Dissenting - Jackson
Yes, 42 U. S. C. §1396a(a)(23)(A), the Medicaid Act's free-choice-of-provider provision, clearly and unambiguously confers individual rights enforceable by beneficiaries under 42 U. S. C. §1983. The dissent argues that the majority's approach distorts the unambiguous-conferral test by effectively requiring statutes to imitate the FNHRA provisions from Talevski. The text of §1396a(a)(23)(A) is plainly "individual-centric" by stating that "any individual eligible for medical assistance... may obtain such assistance from any... qualified" provider. Congress also used rights-creating language in the original session law's heading: "FREE CHOICE BY INDIVIDUALS ELIGIBLE FOR MEDICAL ASSISTANCE," words that classically invoke rights. The provision's mandatory terms further reinforce a binding obligation.
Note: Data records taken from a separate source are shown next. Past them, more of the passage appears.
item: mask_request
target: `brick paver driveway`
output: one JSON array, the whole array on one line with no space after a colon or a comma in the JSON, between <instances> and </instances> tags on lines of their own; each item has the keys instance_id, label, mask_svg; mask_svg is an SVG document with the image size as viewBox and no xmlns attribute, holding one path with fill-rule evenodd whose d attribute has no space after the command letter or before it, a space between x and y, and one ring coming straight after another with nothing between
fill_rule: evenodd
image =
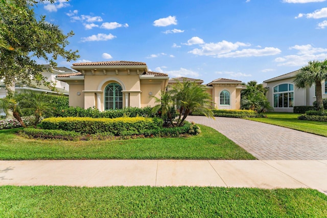
<instances>
[{"instance_id":1,"label":"brick paver driveway","mask_svg":"<svg viewBox=\"0 0 327 218\"><path fill-rule=\"evenodd\" d=\"M187 119L215 129L259 160L327 160L327 137L236 118Z\"/></svg>"}]
</instances>

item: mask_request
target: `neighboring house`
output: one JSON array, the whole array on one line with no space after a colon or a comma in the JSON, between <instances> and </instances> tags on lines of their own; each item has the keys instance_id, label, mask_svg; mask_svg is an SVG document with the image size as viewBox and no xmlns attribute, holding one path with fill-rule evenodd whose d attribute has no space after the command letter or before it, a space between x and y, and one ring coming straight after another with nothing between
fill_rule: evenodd
<instances>
[{"instance_id":1,"label":"neighboring house","mask_svg":"<svg viewBox=\"0 0 327 218\"><path fill-rule=\"evenodd\" d=\"M57 81L55 78L57 75L66 74L67 73L75 73L71 69L65 67L58 67L53 68L50 65L44 65L45 68L50 69L49 71L42 72L42 75L46 78L47 82L53 81L56 82L55 87L57 91L52 91L44 85L37 85L36 84L32 81L30 86L27 86L21 83L16 82L15 84L15 91L18 93L21 93L28 91L32 91L37 93L48 93L52 94L64 94L68 95L69 93L69 86L64 82ZM0 98L5 98L7 95L7 91L5 89L5 85L3 82L0 81Z\"/></svg>"},{"instance_id":2,"label":"neighboring house","mask_svg":"<svg viewBox=\"0 0 327 218\"><path fill-rule=\"evenodd\" d=\"M312 106L316 101L315 86L298 89L294 80L299 70L264 81L267 97L274 111L293 112L294 106ZM327 98L327 81L322 85L322 98Z\"/></svg>"},{"instance_id":3,"label":"neighboring house","mask_svg":"<svg viewBox=\"0 0 327 218\"><path fill-rule=\"evenodd\" d=\"M201 84L203 81L197 79L178 77L169 80L168 84L174 85L183 81L194 82ZM246 88L241 84L242 81L220 78L206 84L207 91L212 96L213 108L219 109L240 109L241 108L241 90Z\"/></svg>"},{"instance_id":4,"label":"neighboring house","mask_svg":"<svg viewBox=\"0 0 327 218\"><path fill-rule=\"evenodd\" d=\"M58 75L69 85L69 106L103 111L155 105L155 96L168 83L168 75L150 71L144 62L106 61L73 64L78 74Z\"/></svg>"}]
</instances>

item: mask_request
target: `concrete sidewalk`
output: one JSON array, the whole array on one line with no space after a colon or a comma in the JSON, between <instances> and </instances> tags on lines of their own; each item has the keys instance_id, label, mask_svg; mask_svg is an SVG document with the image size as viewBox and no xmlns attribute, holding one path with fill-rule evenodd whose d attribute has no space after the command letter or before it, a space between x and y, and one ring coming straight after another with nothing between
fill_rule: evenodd
<instances>
[{"instance_id":1,"label":"concrete sidewalk","mask_svg":"<svg viewBox=\"0 0 327 218\"><path fill-rule=\"evenodd\" d=\"M0 185L312 188L327 193L327 160L0 161Z\"/></svg>"}]
</instances>

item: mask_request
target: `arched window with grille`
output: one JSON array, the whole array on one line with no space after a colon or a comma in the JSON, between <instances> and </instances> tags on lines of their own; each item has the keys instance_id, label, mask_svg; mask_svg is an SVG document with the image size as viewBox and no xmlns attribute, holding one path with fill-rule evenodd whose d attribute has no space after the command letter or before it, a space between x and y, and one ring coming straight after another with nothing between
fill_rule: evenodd
<instances>
[{"instance_id":1,"label":"arched window with grille","mask_svg":"<svg viewBox=\"0 0 327 218\"><path fill-rule=\"evenodd\" d=\"M220 92L220 105L230 105L230 94L228 91Z\"/></svg>"},{"instance_id":2,"label":"arched window with grille","mask_svg":"<svg viewBox=\"0 0 327 218\"><path fill-rule=\"evenodd\" d=\"M104 89L104 109L117 110L123 108L122 86L116 83L108 84Z\"/></svg>"}]
</instances>

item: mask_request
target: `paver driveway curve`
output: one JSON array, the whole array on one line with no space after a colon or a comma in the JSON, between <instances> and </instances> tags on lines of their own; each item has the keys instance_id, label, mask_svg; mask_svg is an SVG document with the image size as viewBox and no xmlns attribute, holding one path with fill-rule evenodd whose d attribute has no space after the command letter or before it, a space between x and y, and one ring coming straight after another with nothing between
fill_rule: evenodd
<instances>
[{"instance_id":1,"label":"paver driveway curve","mask_svg":"<svg viewBox=\"0 0 327 218\"><path fill-rule=\"evenodd\" d=\"M212 127L259 160L327 160L327 137L237 118L190 116Z\"/></svg>"}]
</instances>

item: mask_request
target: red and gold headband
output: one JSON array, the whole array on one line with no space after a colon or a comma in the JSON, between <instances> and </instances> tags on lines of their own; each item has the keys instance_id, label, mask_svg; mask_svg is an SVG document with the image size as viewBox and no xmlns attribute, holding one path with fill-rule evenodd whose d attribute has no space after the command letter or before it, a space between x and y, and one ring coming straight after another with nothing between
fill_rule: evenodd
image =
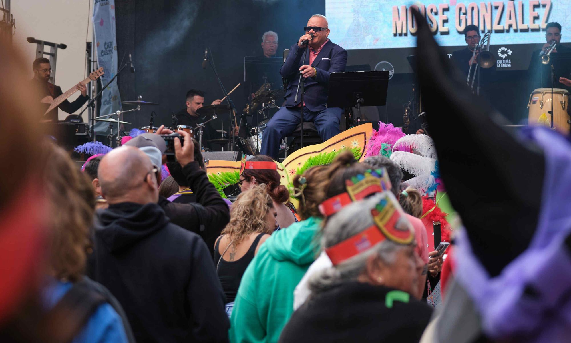
<instances>
[{"instance_id":1,"label":"red and gold headband","mask_svg":"<svg viewBox=\"0 0 571 343\"><path fill-rule=\"evenodd\" d=\"M375 225L347 240L325 249L333 265L336 266L385 240L408 245L414 240L414 229L396 199L387 193L371 210Z\"/></svg>"},{"instance_id":2,"label":"red and gold headband","mask_svg":"<svg viewBox=\"0 0 571 343\"><path fill-rule=\"evenodd\" d=\"M367 170L364 174L345 181L345 185L347 192L329 198L319 205L321 214L332 216L351 202L364 199L371 194L389 190L391 187L385 168Z\"/></svg>"},{"instance_id":3,"label":"red and gold headband","mask_svg":"<svg viewBox=\"0 0 571 343\"><path fill-rule=\"evenodd\" d=\"M278 165L273 161L246 161L246 155L242 155L242 161L240 165L240 175L242 175L246 169L277 170Z\"/></svg>"}]
</instances>

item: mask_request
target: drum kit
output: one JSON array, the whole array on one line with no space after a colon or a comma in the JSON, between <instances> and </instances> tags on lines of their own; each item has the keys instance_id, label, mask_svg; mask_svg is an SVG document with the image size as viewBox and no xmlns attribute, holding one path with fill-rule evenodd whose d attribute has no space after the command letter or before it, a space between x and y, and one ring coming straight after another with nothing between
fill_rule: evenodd
<instances>
[{"instance_id":1,"label":"drum kit","mask_svg":"<svg viewBox=\"0 0 571 343\"><path fill-rule=\"evenodd\" d=\"M110 134L108 135L110 141L112 141L113 138L115 138L115 143L116 146L119 146L121 144L121 139L124 136L120 135L120 125L121 124L130 124L129 122L123 121L120 120L120 118L122 114L127 112L131 112L133 111L140 111L141 110L142 106L156 106L159 105L156 102L151 102L150 101L144 101L143 100L142 97L139 96L139 98L137 100L133 101L123 101L121 103L123 105L130 105L132 106L136 106L136 107L130 110L126 110L124 111L118 110L116 112L114 113L111 113L110 114L105 114L104 115L100 115L95 118L95 121L101 121L101 122L107 122L109 123L109 129ZM210 105L208 106L204 106L202 107L199 109L196 113L199 115L207 115L210 116L210 118L208 120L204 121L203 123L200 123L196 126L190 126L188 125L173 125L172 126L168 127L165 126L165 127L170 129L174 132L178 132L179 131L184 131L190 134L190 135L192 138L196 138L199 142L199 144L200 149L202 150L202 136L203 133L203 129L204 126L207 123L216 119L218 114L222 114L226 113L230 111L230 109L227 105ZM146 133L155 133L159 129L159 127L153 125L154 121L154 114L155 112L153 111L151 113L151 117L150 120L150 123L148 126L142 126L139 128L139 130L142 131L144 131ZM114 119L113 118L108 118L110 117L112 117L114 115L116 115L117 119ZM114 127L114 124L116 124L116 127ZM114 131L115 131L115 134L114 134ZM195 137L196 134L196 137ZM218 144L226 144L229 142L229 140L225 138L222 139L210 139L208 141L209 142L212 142L214 143Z\"/></svg>"},{"instance_id":2,"label":"drum kit","mask_svg":"<svg viewBox=\"0 0 571 343\"><path fill-rule=\"evenodd\" d=\"M266 129L267 123L270 121L268 111L271 109L280 108L279 106L276 105L276 100L280 97L283 96L283 91L281 89L270 89L270 84L264 83L254 94L251 101L244 109L244 114L242 114L241 117L243 119L242 122L243 123L242 125L243 125L245 130L243 131L241 130L240 132L244 132L244 133L236 137L235 139L236 146L243 153L250 155L255 155L259 153L264 130ZM95 118L95 120L97 121L109 123L110 133L108 137L110 141L112 141L113 140L115 141L116 146L120 145L121 139L123 137L120 134L121 124L131 124L130 122L120 120L122 114L127 112L140 111L142 106L156 106L159 105L156 102L143 101L142 97L140 95L135 101L123 101L121 103L136 107L124 111L117 111L114 113L100 115ZM259 109L258 109L258 107L260 105L262 107ZM198 141L201 150L204 150L203 149L202 138L203 130L206 124L216 119L218 115L228 113L230 111L230 109L226 105L220 104L203 106L198 109L196 110L196 113L199 115L206 115L210 117L208 120L205 121L204 122L200 123L195 126L191 126L188 125L177 125L174 123L175 121L174 120L171 126L165 126L165 127L170 129L174 132L184 131L190 134L191 137L195 138ZM159 127L153 125L154 114L154 111L152 111L151 113L149 125L139 127L139 130L147 133L154 133L156 132ZM115 118L113 118L114 116L116 116ZM255 116L256 119L255 122L258 123L254 126L248 125L246 120L246 117L248 116ZM261 119L261 121L258 120L258 119ZM230 144L230 139L224 136L226 131L223 130L218 130L218 131L222 133L222 138L208 139L207 142L223 146L228 145L228 150L232 150L234 147L232 146L234 145ZM123 134L125 134L124 133L123 133Z\"/></svg>"}]
</instances>

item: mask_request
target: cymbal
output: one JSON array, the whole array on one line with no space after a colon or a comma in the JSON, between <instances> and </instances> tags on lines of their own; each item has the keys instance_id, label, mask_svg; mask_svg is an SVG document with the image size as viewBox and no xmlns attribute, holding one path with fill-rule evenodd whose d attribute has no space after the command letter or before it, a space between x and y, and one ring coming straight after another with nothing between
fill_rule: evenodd
<instances>
[{"instance_id":1,"label":"cymbal","mask_svg":"<svg viewBox=\"0 0 571 343\"><path fill-rule=\"evenodd\" d=\"M226 138L217 138L216 139L208 139L207 141L208 143L214 143L215 144L224 145L226 144L230 141Z\"/></svg>"},{"instance_id":2,"label":"cymbal","mask_svg":"<svg viewBox=\"0 0 571 343\"><path fill-rule=\"evenodd\" d=\"M134 101L122 101L121 103L124 103L125 105L135 105L136 106L140 106L143 105L159 105L156 102L151 102L150 101L143 101L143 100L135 100Z\"/></svg>"},{"instance_id":3,"label":"cymbal","mask_svg":"<svg viewBox=\"0 0 571 343\"><path fill-rule=\"evenodd\" d=\"M116 120L115 120L114 119L112 119L112 118L111 118L111 119L104 119L104 118L94 118L93 119L93 120L96 120L98 121L106 121L106 122L110 122L110 123L116 123L116 122L117 122ZM124 122L124 121L119 121L119 123L120 123L120 124L130 124L131 123L127 122Z\"/></svg>"},{"instance_id":4,"label":"cymbal","mask_svg":"<svg viewBox=\"0 0 571 343\"><path fill-rule=\"evenodd\" d=\"M230 107L227 105L207 105L196 110L196 113L200 115L203 114L222 114L230 111Z\"/></svg>"},{"instance_id":5,"label":"cymbal","mask_svg":"<svg viewBox=\"0 0 571 343\"><path fill-rule=\"evenodd\" d=\"M256 103L270 102L272 100L275 100L276 99L279 98L280 95L283 96L282 94L283 93L284 91L281 89L267 90L252 99L252 102Z\"/></svg>"}]
</instances>

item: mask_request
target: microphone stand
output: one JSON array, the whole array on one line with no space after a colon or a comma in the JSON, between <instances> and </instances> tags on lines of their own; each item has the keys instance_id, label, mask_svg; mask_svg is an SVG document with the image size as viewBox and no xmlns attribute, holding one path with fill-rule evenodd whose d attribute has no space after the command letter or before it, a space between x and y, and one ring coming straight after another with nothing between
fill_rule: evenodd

Legislative history confirms this intent, showing Congress enacted it to prevent states from steering beneficiaries, modeling it on a Medicare provision that guaranteed free choice. The Court's own decision in O'Bannon v. Town Court Nursing Center described the provision as giving recipients the "right to choose." The dissent contends that numerous lower courts, prior to recent shifts, consistently recognized this right, and that the "Suter fix" explicitly overturned any suggestion that state-plan requirements cannot be enforced under §1983. The concern that upholding this right would open floodgates for other Medicaid provisions is unfounded, as only a small number have been found to confer such rights. The dissent also briefly challenges Justice Thomas's historical account of §1983's scope, suggesting alternative explanations for the paucity of early lawsuits and the evolution of the term 'rights.'
Analysis:
This decision significantly reinforces the high bar established in Gonzaga and Talevski for finding privately enforceable rights under federal spending-power statutes. By emphasizing that few statutes meet the "clear and unambiguous" rights-creating language standard, and effectively limiting lower courts to Talevski's specific examples, the Court further restricts judicial inference of individual rights. This outcome shifts the primary enforcement mechanism for many federal funding conditions away from private litigation under §1983 and more towards administrative action by federal agencies, potentially limiting beneficiaries' direct access to judicial remedies against states.